[Haskell-cafe] Confused about logBase

Fri Aug 26 05:24:17 UTC 2016

On 26/08/16 1:43 PM, MarLinn via Haskell-Cafe wrote:
>
> Calculating the binary logarithm of an integer is a search for the least
> significant bit. For integers, that's either a build-in or a binary
> search.

The binary log of an integer is close to the location of
the MOST significant bit.  (Common Lisp, see HAULONG.
Smalltalk, see #highBit.)  Some machines have hardware
for "Count Leading Zeros" that can be used to get this.
BUT that's still not the binary logarithm.
4 and 5 have their most significant bit in the same place,
but do not have the same base-2 logarithm.

log2(4) = 2.0000000000000000
log2(5) = 2.3219280948873622

Realistically, the hard part happens *after* you find the
most significant bit.

For floating point values, you already know where that bit is
> because the exponent tells you (modulo some edge cases and an offset).

That's not the hard part.

In the open source libm, log() is 104 SLOC of C,
while log2() is 119 SLOC of C.  In both of them,
extracting the exponent from the floating point
number is indeed just a couple of lines.  It's everything
ELSE that's hard.  Getting below 0.90 ULP of error is not easy.

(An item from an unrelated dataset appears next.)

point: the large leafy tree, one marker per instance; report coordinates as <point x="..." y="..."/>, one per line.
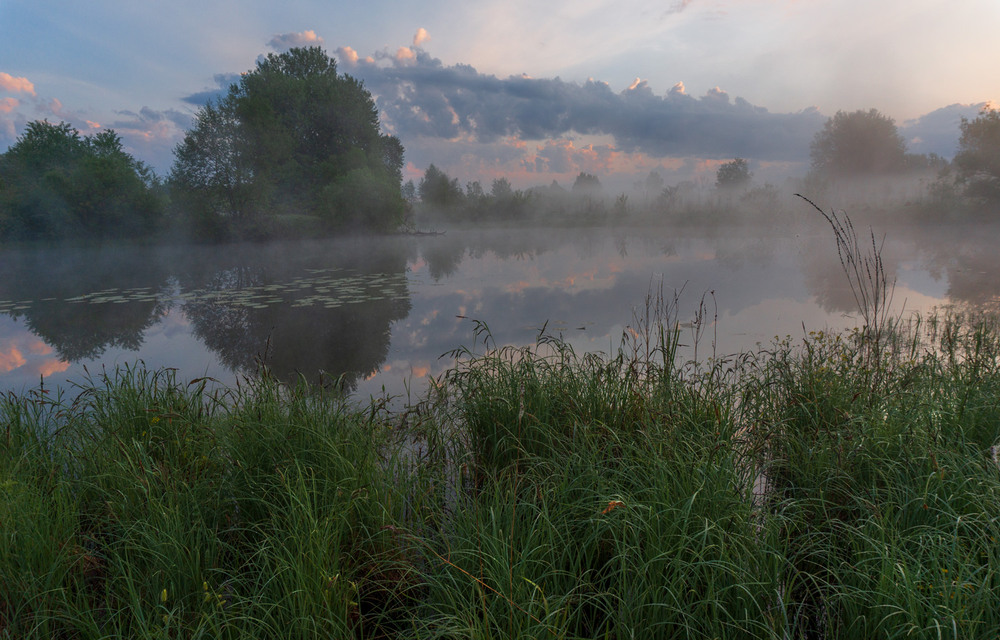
<point x="856" y="144"/>
<point x="291" y="136"/>
<point x="56" y="183"/>
<point x="977" y="162"/>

It's worth noting that these days the standard C library
has log1p() and log() -- both base e -- and also log2 and log10.
But that's recent; the C library used to include just log().

> That should still be faster than even the division operation alone that
> you otherwise need to combine the two values. Divisions are expensive, too.
> (interesting fact: Java uses a seven-fingered merge sort with
> bit-shift-trickery to approximate a division by seven because the
> division is so damn expensive)

Java was designed by a company that left integer division
entirely out of the hardware of their machine (SPARC V7).
While this was fixed in SPARC V8, some experiences leave scars.

For what it's worth, gcc and other C compilers have been
optimising integer divisions by known constants into shifts and
adds/subtracts for a long time.  The bit-shift trickery may well
be an idea whose time has gone.

What this has to do with FLOATING-POINT divisions is not clear.
Looking at all the work that log() -- or log2() -- has to do
makes me think that a Haskell program that could NOTICE an
extra floating-point division would be a very unusual Haskell
program indeed.

> So sorry, I don't believe that claim of yours. I'm not sure about your
> second claim either. Maybe natural logarithms are used more often, maybe
> not. I don't have any numbers either way and I don't read enough papers
> to have a feeling what the scientific community uses.

Natural logarithms have some rather pleasant mathematical
properties.  log10 is nice for human beings, but that's a user
interface issue more than actual calculation.  log2 is useful
if you are calculating "information", but even then, for most
purposes other than user output measuring information in nats
is just as good as measuring in bits.